SCAF: Dassault affirme qu’Airbus refuse de coopérer, mettant le projet en péril
Lors d’une conférence de presse consacrée à la présentation des résultats annuels, le patron de Dassault Aviation, Éric Trappier, a adressé un message sans détours à son partenaire industriel : selon lui, Airbus refuse désormais de collaborer au développement de l’avion de combat européen porté par le programme SCAF.

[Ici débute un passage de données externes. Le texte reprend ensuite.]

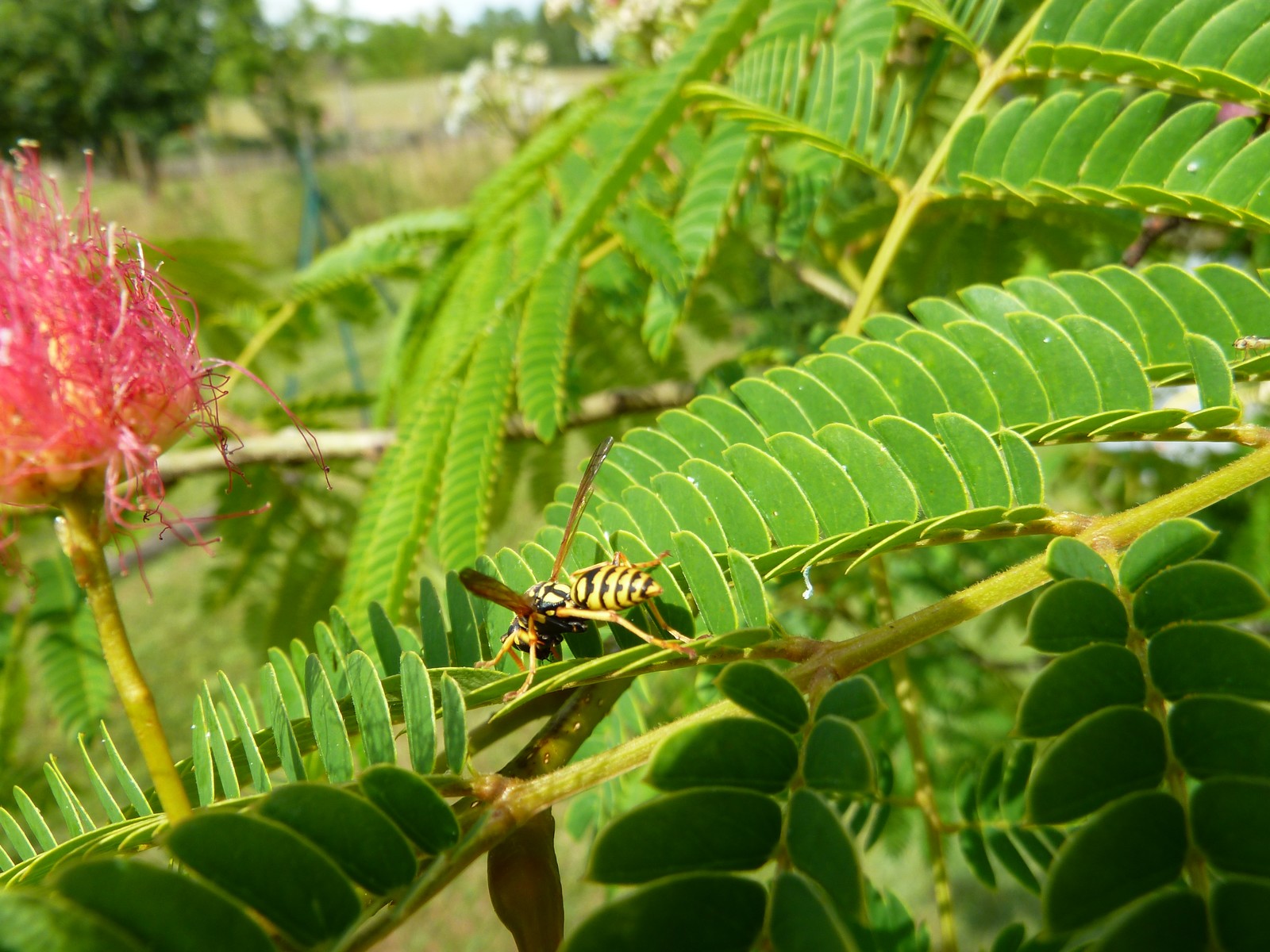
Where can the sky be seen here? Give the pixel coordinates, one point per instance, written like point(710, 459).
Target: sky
point(463, 12)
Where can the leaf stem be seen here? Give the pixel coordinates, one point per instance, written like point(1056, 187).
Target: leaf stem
point(80, 532)
point(492, 823)
point(924, 789)
point(912, 202)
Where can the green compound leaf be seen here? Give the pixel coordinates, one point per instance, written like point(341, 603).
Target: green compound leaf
point(705, 578)
point(819, 847)
point(432, 625)
point(837, 758)
point(352, 831)
point(724, 916)
point(372, 708)
point(1210, 659)
point(455, 712)
point(1197, 592)
point(1077, 685)
point(162, 909)
point(418, 712)
point(855, 698)
point(270, 867)
point(1130, 848)
point(1104, 757)
point(733, 752)
point(1238, 912)
point(747, 590)
point(384, 635)
point(32, 922)
point(695, 831)
point(1174, 920)
point(802, 917)
point(1219, 735)
point(1071, 559)
point(1170, 543)
point(1232, 825)
point(1073, 613)
point(328, 727)
point(765, 693)
point(413, 805)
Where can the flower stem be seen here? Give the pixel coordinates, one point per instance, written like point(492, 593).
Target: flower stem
point(82, 539)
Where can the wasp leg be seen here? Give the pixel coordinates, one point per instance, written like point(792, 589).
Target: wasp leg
point(533, 664)
point(495, 659)
point(652, 606)
point(613, 617)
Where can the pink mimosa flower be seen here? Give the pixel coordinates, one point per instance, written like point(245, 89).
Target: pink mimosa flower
point(99, 371)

Lors d’une conférence de presse consacrée à la présentation des résultats annuels, le patron de Dassault Aviation, Éric Trappier, a adressé un message sans détours à son partenaire industriel : selon lui, Airbus refuse désormais de collaborer au développement de l’avion de combat européen porté par le programme SCAF.
Face aux journalistes, M. Trappier a estimé que cette posture mettait en péril l’existence même du projet. Si Airbus persiste dans son refus – ou même dans une attitude laissant fortement penser qu’un travail commun avec Dassault est improbable –, le chef de file français a affirmé que le programme ne pourrait pas survivre.
La déclaration, prononcée mercredi lors de l’exercice de présentation des comptes annuels du groupe, souligne la gravité des tensions entre les deux industriels. Le dirigeant a exprimé son inquiétude quant aux conséquences d’un désengagement partiel ou total d’un acteur clé du consortium.
Le projet SCAF, qui vise à concevoir un futur système de combat aérien européen, repose sur une coopération étroite entre partenaires industriels ; or, selon Dassault, l’absence d’une collaboration effective avec Airbus compromettrait l’architecture du programme.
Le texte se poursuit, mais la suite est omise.